Anglo-Saxon Law - Overview

Overview

Inked records of early Germanic law (leges barbarorum) were, in many ways, the product of Roman influence. Throughout the early middle ages, as various 'Teutonic', or Germanic, tribes on the continent came into closer and more peaceful contact with the highly-institutionalized civilizations surrounding the Mediterranean - chiefly the Roman empire - it was inevitable that they would be affected by the cultural influences emanating from the south. Many Germanic tribes and nations subsequently began to imitate the cultural and institutional facets of Roman civilization. Few of these imitations were so important, or had such a profound impact on the nature of 'barbarian' life as the adoption of writing, a technology which spread throughout the Germanic kingdoms hand-in-hand with Christianity, a religion based on literacy. Up to this point, the laws, or customs, of the barbarian nations of Northern Europe were essentially 'oral': they were occasionally recited publicly, and relied for their continuation upon word-of-mouth, and the memory, perhaps capricious, of those whose burden it was to remember them. With writing, however, it was possible to set the ancient customs of the Northern Europeans into a lasting and more-or-less fixed form, using ink and parchment. It was a general trend among the Germanic tribes of Europe, that adaptation of the Roman system of writing was soon followed by the production of a national code of laws. It was inevitable, too, that in imitating the Roman practice of writing down law, facets of Roman law and jurisprudence would influence these new Germanic codes. The numerous legal and customary statements which make up the earliest written Germanic law codes from the continent are testament to the influences of Roman language and Roman law, as each was written in Latin (a foreign language) and was often significantly influenced by Emperor Justinian's great legal code.

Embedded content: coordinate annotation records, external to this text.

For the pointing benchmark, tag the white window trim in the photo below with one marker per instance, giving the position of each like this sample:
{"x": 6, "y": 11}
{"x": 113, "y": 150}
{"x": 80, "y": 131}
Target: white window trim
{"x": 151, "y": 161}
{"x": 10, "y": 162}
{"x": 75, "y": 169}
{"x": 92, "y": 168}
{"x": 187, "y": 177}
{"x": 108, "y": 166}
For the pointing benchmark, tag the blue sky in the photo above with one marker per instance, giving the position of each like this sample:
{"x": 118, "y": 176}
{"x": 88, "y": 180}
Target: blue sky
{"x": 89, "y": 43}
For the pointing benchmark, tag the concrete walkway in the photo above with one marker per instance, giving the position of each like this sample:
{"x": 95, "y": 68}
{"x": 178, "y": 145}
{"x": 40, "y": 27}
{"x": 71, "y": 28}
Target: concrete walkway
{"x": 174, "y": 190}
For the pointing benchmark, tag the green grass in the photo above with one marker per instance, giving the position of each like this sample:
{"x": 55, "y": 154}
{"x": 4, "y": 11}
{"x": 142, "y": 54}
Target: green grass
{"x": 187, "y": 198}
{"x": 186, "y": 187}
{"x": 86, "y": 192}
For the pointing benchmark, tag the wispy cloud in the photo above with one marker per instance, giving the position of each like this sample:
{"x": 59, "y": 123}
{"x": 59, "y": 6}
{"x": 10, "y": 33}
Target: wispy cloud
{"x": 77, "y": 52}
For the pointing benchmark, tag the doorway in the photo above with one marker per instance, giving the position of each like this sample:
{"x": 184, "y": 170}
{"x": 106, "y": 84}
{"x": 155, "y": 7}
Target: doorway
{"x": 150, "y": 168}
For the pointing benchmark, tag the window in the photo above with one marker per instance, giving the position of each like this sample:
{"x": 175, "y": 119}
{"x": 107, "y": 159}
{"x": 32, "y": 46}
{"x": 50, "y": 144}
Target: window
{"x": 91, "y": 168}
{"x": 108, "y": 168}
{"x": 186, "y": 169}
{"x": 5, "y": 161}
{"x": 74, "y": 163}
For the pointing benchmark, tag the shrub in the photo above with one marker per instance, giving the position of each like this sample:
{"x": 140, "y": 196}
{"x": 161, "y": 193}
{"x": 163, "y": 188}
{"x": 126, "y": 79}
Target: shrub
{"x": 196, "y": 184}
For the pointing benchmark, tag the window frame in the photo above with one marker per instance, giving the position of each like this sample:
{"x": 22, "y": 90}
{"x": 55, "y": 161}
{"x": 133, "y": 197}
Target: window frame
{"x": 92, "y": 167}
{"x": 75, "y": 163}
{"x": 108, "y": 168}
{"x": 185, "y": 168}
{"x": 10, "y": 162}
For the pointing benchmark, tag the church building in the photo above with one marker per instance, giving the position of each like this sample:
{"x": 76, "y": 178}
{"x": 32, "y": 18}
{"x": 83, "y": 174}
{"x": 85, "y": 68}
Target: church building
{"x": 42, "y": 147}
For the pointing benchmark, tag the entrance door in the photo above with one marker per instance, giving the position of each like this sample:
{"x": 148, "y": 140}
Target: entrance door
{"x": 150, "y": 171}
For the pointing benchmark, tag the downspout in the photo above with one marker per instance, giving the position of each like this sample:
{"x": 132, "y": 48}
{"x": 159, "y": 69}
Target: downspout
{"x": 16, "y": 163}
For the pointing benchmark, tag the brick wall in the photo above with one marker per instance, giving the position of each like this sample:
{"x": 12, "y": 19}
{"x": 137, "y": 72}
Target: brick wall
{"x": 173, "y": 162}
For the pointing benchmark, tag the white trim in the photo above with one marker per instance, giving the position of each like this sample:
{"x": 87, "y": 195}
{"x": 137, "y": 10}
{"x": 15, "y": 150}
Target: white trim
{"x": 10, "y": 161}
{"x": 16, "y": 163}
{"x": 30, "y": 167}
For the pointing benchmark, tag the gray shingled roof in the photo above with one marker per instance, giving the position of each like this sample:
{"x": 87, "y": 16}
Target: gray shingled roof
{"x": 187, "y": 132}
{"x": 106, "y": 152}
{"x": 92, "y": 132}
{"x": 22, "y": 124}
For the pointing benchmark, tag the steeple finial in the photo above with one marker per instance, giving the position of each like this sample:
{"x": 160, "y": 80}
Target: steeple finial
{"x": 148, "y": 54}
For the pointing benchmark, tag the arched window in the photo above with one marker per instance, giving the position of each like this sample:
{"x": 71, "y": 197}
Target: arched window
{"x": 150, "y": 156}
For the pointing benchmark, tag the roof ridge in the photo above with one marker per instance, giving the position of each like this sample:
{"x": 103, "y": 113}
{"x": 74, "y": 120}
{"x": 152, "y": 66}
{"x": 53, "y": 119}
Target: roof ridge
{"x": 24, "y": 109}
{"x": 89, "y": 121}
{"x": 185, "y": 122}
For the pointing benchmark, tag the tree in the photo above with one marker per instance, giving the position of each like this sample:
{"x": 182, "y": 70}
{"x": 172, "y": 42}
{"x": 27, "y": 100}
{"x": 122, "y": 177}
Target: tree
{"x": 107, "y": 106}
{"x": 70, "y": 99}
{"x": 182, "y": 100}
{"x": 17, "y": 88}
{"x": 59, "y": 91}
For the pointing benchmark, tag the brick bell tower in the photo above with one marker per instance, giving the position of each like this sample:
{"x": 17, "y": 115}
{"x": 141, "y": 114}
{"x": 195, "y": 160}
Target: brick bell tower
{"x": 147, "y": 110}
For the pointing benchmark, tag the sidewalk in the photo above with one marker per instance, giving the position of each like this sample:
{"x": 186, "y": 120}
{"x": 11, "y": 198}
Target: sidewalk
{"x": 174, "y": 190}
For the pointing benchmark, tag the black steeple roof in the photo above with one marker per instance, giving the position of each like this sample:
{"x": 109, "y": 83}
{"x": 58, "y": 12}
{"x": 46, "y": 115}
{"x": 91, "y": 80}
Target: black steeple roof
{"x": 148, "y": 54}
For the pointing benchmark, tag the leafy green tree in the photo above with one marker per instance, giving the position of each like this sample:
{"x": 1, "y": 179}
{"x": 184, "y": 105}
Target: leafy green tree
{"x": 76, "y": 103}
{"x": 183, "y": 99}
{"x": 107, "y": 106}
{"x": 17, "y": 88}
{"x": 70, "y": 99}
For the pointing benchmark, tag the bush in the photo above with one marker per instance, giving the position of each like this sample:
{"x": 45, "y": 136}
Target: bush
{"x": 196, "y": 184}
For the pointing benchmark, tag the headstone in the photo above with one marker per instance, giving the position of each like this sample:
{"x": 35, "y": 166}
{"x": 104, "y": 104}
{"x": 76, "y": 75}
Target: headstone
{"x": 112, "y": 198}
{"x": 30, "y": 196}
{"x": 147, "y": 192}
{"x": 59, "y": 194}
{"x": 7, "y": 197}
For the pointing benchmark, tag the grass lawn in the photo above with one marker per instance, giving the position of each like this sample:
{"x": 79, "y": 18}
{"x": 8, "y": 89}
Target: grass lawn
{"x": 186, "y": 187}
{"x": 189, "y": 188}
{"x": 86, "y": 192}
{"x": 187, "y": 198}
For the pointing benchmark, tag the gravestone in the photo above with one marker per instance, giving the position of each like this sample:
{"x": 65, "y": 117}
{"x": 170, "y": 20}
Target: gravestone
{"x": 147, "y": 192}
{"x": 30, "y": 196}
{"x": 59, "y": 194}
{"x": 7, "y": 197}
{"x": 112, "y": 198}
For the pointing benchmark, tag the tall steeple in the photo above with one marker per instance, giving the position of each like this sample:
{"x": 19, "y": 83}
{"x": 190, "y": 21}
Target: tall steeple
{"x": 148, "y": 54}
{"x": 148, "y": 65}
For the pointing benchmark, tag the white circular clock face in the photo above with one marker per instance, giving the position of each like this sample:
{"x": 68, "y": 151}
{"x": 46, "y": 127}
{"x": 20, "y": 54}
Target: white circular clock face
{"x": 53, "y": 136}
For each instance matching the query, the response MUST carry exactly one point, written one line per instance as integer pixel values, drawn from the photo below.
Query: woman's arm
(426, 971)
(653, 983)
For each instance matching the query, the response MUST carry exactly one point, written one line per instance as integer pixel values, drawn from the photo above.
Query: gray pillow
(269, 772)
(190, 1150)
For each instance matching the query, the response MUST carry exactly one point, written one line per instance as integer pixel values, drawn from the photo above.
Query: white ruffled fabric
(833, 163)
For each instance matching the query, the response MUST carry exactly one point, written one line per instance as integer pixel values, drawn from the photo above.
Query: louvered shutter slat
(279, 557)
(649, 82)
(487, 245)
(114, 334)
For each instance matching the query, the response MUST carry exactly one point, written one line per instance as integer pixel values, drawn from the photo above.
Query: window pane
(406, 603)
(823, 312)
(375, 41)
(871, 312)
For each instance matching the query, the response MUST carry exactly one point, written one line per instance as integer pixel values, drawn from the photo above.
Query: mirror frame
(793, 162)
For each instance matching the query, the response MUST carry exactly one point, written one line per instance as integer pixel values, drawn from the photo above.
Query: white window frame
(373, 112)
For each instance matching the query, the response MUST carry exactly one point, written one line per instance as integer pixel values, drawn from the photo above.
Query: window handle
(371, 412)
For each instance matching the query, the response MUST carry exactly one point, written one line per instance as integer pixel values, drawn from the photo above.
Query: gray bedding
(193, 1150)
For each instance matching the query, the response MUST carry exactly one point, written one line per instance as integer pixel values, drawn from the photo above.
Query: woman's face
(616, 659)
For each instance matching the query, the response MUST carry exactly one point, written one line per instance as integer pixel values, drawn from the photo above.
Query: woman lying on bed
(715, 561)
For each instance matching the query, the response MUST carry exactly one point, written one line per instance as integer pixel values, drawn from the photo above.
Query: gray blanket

In Britain, the situation was somewhat different, as Rome had retreated from the island by about 400 AD, and the native inhabitants who remained were, for a time, left relatively free of foreign influence. When, in 597 AD, strong Roman influence again reached the island of Britain (by now in the hands of the Anglo-Saxons) it was in the form of Christianity, the practitioners of which brought with them the art of letters, writing, and literacy. It is significant that it was shortly after the arrival of the first evangelical mission in England - led by Augustine, and sent by Pope Gregory I - the first Anglo-Saxon law code appeared, issued by Æthelberht, King of Kent. The first six pronouncements of this code deal solely with sanctions against molesting the property of the Christian church and its officers, notably demanding twelvefold compensation for stealing from God's house. In contrast, compensation for stealing from the king is set at only ninefold.

Writing in the eighth century, the Venerable Bede comments that King Æthelberht, "beside all other benefits that he of wise policy bestowed upon his subjects, appointed them, with his council of wise men, judicial dooms according to the examples of the Romans." Iuxta exempla Romanorum is the Latin phrase Bede uses here; the meaning of this statement has exercised the curiosity of historians for centuries. It was not, as with the continental Germanic tribes, that Æthelberht had the law written down in Latin; rather, without precedent, he used his own native language, Old English, to express the 'dooms', or laws and judgements, which had force in his kingdom. Some have speculated that "according to the examples of the Romans" simply meant that Æthelberht had decided to cast the law in writing, whereas previously it had always been a matter of unwritten tradition and custom, handed down through generations through oral transmission, and supplemented by the edicts of kings. As such, Æthelberht's law code constitutes an important break in the tradition of Anglo-Saxon law: the body of Kentish legal customs, or at least a portion of them, were now represented by a written statement - fixed, unchanging, no longer subject to the vagaries of memory. Law was now something that could be pointed to, and, significantly, disseminated with ease.

Whatever were the exact motives for making oral law into written code, King Æthelberht's law code was the first of a long series of Anglo-Saxon law codes that would be published in England for the next four and a half centuries. Almost without exception, every official version of royal law issued during the Anglo-Saxon period was written in Old English.